Archaeological studies link the earliest Eskimos in Greenland to the Saqqaq culture, which appeared some 4,500 years ago, while the later Thule culture arose 1,000 years ago.
Tools associated with the two groups are very different.
For example, Saqqaq hunting equipment is described as "fly fishing tackle" compared to the much later, bulkier equipment, Gilbert said.
"Saqqaq culture is very distinctive, with finely made and precise tools such as lightweight harpoons and small [fishing] hooks," he said.

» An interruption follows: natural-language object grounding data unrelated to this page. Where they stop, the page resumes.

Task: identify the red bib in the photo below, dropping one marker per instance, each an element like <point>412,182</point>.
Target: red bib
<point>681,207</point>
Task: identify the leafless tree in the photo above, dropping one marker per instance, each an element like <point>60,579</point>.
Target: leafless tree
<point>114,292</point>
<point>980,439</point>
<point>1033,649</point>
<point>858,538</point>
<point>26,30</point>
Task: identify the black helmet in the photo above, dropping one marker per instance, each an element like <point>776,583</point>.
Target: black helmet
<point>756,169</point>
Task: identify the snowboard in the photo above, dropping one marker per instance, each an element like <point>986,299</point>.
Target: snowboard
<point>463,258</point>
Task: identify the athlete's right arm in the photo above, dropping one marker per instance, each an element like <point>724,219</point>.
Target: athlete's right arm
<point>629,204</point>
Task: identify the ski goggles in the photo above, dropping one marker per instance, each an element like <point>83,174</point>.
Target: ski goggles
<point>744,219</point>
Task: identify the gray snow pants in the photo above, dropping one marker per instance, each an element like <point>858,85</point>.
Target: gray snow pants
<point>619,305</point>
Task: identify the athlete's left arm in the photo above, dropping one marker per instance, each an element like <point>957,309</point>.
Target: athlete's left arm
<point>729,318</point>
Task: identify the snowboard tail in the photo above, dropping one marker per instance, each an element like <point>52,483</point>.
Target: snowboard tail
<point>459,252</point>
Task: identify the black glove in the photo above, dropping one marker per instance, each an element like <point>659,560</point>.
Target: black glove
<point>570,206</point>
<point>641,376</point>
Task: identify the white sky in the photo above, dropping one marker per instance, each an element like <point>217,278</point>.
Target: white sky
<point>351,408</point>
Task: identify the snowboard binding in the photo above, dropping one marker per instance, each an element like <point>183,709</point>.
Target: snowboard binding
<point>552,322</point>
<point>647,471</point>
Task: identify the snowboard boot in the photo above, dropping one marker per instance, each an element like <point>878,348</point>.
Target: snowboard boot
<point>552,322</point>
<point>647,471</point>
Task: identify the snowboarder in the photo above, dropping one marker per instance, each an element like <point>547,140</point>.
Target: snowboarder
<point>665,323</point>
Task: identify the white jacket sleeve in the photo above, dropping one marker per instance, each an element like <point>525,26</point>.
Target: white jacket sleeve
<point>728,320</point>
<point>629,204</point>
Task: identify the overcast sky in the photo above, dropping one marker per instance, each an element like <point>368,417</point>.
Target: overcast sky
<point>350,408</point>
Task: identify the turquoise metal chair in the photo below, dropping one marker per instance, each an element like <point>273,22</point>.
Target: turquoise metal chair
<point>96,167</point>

This archaeological transition in Greenland is now supported by the new DNA evidence, Gilbert added.
Eskimo Die-Off
Peter Forster, who studies archaeogenetics at Anglia Ruskin University in the United Kingdom, wasn't involved in the new study.
He said consensus among archaeologists had been that "the Paleo-Eskimos probably died out, but there's no means of knowing that for sure."
So this latest finding "makes beautiful sense" and "resolves an ongoing recent discussion in science," Forster said.
The distinct DNA signature of the frozen hair fits with Forster's own research, which indicated that no ancient Eskimo lineage survived in modern-day Greenland populations.
(Explore an atlas of the human journey.)
"It fits in exactly with what we predicted so I'm delighted," he said.
Lead author Gilbert and colleagues suggest that past ancient Eskimo populations succumbed to periods of climate cooling.
"Obviously it's an extremely tough environment up there, and it may be that the environments got so harsh that the populations got smaller and smaller and collapsed," he said.
Forster agreed, adding that the disappearance of Greenland's Paleo-Eskimos coincided with a cooling event that reached its peak 2,800 years ago.
Likewise a later cooling episode known as the little ice age, which lasted from A.D. 1350 to 1850, is credited with wiping out any modern genetic trace of Greenland's first European settlers—the Vikings, Forster noted.